Language Environment Chinese not support, w LANG=zh_CN.GB2312


i've completely reworked this aspect of mule initialization as part of my
pending mule patches.  auto-language-alist has been eliminated, and a better
system in place instead [with the locale specifiers in the language environment
itself, and a more powerful system for determining them].  what would help is a
list of all the chinese locales on all the systems you use, along with any
information you know about which charsets they use.



"Stephen J. Turnbull" wrote:
> I wrote:
> >  (defvar auto-language-alist
> >    '(("^ja" . "Japanese")
> > -    ("^zh" . "Chinese")
> > +    ("^zh_CN" . "Chinese-GB")
> > +    ("^zh_TW" . "Chinese-BIG5")
> >      ("^ko" . "Korean"))
> >    "Alist of LANG patterns vs. corresponding language environment.
> >  Each element looks like (REGEXP . LANGUAGE-ENVIRONMENT).
> >>>>> "zw" == zw  <zw@zhaoway.com> writes:
>     zw> i think this is quite reasonable.  zh_CN and zh_CN.GB2312 to
>     zw> Chinese-GB, indeed a de facto already zh_TW.Big5 (not sure
>     zw> about the case) to Chinese-BIG5
> OK.  I use Debian (unstable) myself, so I know that Debian supplies
> those locales.  However, as an XEmacs developer, I have to worry about
> non-Debian systems.  I suppose that these are standard in glibc, but
> hoped that you might be better informed. ;-)  I also have to worry about
> non-Linux systems, for that matter.
> On this basis I will submit a patch to 21.1; it will probably appear
> in release 21.1.13.  It will take a few days to be reviewed.
> By the way, what version of XEmacs are you using (I don't use the
> .deb, for the obvious reason).
>     zw> what about zh_CN.GBK? then...  and there is a Big5p ???
> The regexps given above are anchored at the beginning, but not the
> end.  This means that ALL [mainland] Chinese locales use the
> Chinese-GB environment, and ALL Taiwanese locales use Chinese-BIG5.  I
> specified it that way on purpose.
> I do not fully understand the implications of this for "GBK" or
> "Big5p".  I can guess that since these character sets are not yet
> implemented in Mule (AFAIK, neither ETL Mule == Emacs 20.7 nor XEmacs
> Mule has them), their users will have to limp along without them.
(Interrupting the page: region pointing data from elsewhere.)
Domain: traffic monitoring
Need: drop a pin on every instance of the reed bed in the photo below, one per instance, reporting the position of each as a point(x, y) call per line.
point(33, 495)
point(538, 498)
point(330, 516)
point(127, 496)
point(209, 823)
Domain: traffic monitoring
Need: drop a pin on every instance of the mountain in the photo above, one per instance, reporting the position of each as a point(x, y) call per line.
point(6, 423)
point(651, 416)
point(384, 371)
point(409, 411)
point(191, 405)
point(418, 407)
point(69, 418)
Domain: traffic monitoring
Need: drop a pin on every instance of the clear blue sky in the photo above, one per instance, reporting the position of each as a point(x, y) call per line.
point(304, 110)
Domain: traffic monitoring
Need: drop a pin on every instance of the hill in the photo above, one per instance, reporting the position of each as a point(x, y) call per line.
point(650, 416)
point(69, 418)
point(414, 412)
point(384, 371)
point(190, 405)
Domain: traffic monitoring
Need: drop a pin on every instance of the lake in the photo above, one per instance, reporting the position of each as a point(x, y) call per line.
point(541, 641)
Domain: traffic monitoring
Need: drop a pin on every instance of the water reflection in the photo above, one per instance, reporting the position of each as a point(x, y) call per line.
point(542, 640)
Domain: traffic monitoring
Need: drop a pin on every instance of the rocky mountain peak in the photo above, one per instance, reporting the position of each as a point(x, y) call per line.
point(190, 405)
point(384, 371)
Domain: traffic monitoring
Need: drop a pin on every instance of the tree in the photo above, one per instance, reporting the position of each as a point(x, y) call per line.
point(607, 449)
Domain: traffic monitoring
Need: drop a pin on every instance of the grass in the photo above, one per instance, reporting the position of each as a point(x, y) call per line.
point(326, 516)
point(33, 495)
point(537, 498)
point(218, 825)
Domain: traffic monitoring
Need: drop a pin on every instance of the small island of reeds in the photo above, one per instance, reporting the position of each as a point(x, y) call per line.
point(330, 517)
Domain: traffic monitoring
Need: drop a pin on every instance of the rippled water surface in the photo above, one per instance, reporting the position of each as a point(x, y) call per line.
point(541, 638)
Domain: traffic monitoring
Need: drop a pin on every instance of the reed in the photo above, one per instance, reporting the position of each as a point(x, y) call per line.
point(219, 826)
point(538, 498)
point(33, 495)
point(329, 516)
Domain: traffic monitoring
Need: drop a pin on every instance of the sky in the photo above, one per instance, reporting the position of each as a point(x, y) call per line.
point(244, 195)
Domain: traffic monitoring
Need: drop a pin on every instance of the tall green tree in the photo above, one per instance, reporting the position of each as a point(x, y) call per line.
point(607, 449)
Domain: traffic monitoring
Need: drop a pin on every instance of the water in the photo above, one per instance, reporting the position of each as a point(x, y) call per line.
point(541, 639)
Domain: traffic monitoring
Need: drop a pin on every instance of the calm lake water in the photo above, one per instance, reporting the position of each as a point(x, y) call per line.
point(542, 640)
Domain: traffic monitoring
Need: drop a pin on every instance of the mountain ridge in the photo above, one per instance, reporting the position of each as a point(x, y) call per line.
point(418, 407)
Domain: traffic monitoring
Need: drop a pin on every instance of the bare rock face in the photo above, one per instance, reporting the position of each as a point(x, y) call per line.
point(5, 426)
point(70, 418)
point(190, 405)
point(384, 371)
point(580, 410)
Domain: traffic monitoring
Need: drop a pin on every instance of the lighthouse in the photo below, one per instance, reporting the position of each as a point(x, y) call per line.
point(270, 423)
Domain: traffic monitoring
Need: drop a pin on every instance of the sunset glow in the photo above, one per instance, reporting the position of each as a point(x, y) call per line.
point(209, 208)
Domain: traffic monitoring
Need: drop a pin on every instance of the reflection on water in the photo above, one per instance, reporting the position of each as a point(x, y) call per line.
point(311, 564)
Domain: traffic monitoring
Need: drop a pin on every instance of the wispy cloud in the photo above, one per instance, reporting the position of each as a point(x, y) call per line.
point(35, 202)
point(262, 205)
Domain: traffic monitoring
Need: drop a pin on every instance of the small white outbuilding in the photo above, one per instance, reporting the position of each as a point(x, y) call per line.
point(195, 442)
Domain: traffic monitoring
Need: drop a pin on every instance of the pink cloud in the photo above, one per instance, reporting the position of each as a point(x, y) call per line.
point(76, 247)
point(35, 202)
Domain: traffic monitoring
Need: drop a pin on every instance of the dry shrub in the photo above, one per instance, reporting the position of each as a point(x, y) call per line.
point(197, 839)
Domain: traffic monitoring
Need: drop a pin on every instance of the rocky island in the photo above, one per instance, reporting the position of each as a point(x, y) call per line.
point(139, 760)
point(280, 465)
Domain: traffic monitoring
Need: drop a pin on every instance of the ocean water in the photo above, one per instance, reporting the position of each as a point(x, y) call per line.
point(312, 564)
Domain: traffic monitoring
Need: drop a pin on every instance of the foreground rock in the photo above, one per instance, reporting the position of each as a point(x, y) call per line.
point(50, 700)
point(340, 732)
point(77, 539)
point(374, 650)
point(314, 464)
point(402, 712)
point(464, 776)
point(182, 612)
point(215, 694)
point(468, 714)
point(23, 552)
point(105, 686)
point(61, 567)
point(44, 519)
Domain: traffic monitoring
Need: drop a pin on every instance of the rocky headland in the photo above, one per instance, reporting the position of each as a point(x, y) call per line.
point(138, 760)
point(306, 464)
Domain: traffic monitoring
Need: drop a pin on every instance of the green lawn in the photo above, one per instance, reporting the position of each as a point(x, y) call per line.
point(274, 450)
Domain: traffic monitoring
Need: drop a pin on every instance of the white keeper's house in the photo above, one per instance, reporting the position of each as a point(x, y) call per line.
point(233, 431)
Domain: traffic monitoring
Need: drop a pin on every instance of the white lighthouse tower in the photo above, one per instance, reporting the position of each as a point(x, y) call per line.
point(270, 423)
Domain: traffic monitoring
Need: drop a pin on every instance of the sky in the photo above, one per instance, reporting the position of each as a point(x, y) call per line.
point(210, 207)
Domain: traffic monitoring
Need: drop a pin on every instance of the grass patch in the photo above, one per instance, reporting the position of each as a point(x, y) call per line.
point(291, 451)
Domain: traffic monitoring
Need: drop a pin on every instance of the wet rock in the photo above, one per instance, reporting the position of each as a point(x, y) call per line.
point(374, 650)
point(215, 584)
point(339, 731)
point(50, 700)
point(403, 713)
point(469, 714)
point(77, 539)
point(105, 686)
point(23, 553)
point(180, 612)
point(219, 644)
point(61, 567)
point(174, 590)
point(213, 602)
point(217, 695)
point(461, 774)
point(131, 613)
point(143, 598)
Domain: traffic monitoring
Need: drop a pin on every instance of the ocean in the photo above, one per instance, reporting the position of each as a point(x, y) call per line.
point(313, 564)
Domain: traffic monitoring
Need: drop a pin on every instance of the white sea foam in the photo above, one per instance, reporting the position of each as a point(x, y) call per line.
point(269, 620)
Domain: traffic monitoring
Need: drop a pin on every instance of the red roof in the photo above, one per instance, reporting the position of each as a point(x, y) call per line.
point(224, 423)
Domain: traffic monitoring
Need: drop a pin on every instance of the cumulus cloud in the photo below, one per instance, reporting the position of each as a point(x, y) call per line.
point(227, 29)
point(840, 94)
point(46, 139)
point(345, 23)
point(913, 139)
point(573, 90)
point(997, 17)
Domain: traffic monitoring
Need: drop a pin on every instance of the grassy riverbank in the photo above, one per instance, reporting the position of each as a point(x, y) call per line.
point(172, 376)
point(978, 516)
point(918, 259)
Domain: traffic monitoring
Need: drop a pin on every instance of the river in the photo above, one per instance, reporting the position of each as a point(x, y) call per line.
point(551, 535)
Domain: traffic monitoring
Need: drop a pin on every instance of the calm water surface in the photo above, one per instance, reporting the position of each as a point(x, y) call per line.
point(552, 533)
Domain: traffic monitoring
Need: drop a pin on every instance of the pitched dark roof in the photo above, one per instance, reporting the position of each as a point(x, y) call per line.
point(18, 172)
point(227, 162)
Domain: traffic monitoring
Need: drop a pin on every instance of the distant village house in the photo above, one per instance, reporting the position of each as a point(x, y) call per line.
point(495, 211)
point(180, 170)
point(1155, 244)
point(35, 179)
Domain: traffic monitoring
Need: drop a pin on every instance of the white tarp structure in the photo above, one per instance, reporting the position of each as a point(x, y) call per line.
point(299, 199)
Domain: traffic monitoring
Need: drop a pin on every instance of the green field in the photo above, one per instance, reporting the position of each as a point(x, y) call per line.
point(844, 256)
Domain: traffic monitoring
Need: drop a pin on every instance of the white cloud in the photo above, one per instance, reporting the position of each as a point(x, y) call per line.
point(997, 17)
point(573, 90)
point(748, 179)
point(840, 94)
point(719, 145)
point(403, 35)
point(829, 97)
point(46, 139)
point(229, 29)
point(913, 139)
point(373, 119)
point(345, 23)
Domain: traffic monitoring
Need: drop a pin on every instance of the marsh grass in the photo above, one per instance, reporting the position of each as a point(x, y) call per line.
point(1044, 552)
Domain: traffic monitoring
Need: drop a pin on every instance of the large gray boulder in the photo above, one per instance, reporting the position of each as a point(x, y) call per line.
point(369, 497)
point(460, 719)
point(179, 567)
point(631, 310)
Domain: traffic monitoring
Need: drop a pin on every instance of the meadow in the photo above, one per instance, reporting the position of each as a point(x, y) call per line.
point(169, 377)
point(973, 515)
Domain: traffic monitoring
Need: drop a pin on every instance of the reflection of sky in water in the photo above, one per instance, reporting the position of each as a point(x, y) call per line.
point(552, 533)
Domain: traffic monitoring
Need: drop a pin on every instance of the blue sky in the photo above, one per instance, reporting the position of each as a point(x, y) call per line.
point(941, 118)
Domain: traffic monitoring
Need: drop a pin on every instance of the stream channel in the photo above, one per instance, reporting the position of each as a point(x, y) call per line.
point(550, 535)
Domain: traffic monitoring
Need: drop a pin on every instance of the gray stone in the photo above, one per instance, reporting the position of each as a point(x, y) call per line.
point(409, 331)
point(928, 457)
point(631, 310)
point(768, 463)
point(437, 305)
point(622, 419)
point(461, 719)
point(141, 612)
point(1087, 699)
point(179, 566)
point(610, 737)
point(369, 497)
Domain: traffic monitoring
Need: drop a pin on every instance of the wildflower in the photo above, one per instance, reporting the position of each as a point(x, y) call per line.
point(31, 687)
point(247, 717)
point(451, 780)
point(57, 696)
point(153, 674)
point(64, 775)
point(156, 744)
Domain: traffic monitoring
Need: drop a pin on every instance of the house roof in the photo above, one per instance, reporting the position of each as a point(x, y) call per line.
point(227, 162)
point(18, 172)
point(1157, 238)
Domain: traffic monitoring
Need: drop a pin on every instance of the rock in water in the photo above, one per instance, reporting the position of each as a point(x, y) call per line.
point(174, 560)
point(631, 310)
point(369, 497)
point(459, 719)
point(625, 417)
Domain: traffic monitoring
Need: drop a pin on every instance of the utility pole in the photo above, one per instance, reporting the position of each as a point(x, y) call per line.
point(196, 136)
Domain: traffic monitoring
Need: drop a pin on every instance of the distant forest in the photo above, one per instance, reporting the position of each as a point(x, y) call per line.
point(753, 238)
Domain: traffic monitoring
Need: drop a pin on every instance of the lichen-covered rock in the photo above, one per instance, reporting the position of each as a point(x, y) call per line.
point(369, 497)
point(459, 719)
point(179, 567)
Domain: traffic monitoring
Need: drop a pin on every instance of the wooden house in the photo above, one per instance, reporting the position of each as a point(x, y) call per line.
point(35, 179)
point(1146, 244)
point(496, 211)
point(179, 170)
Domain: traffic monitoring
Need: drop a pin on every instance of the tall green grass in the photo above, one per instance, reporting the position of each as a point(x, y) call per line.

> If someone can explain to me what they are and provide pointers to
> (English language) standards references, I can probably have them
> incorporated into the next generation of XEmacs Mule.  This means the
> current 21.2 development branch, not a near-future 21.1.x upgrade.
> (Current Mule is running out of space for charsets; there would be
> strong opposition to adding these.)  I suppose the ETL people are
> already thinking about them; they have far more resources for adding
> charsets than we do.
> Especially useful would be (1) proposed or adopted Unicode mapping
> tables (we will probably be using Unicode as an internal encoding in
> the future), and (2) fonts for testing purposes (they don't need to be
> pretty, just free).  Failing an actual font, the XLFD registry for
> them would be useful in coming up with tentative language environment
> definitions.
> I would also appreciate being told why these character sets are
> important, how important they are to users, and which users care about
> them.  All of this will help justify the work involved.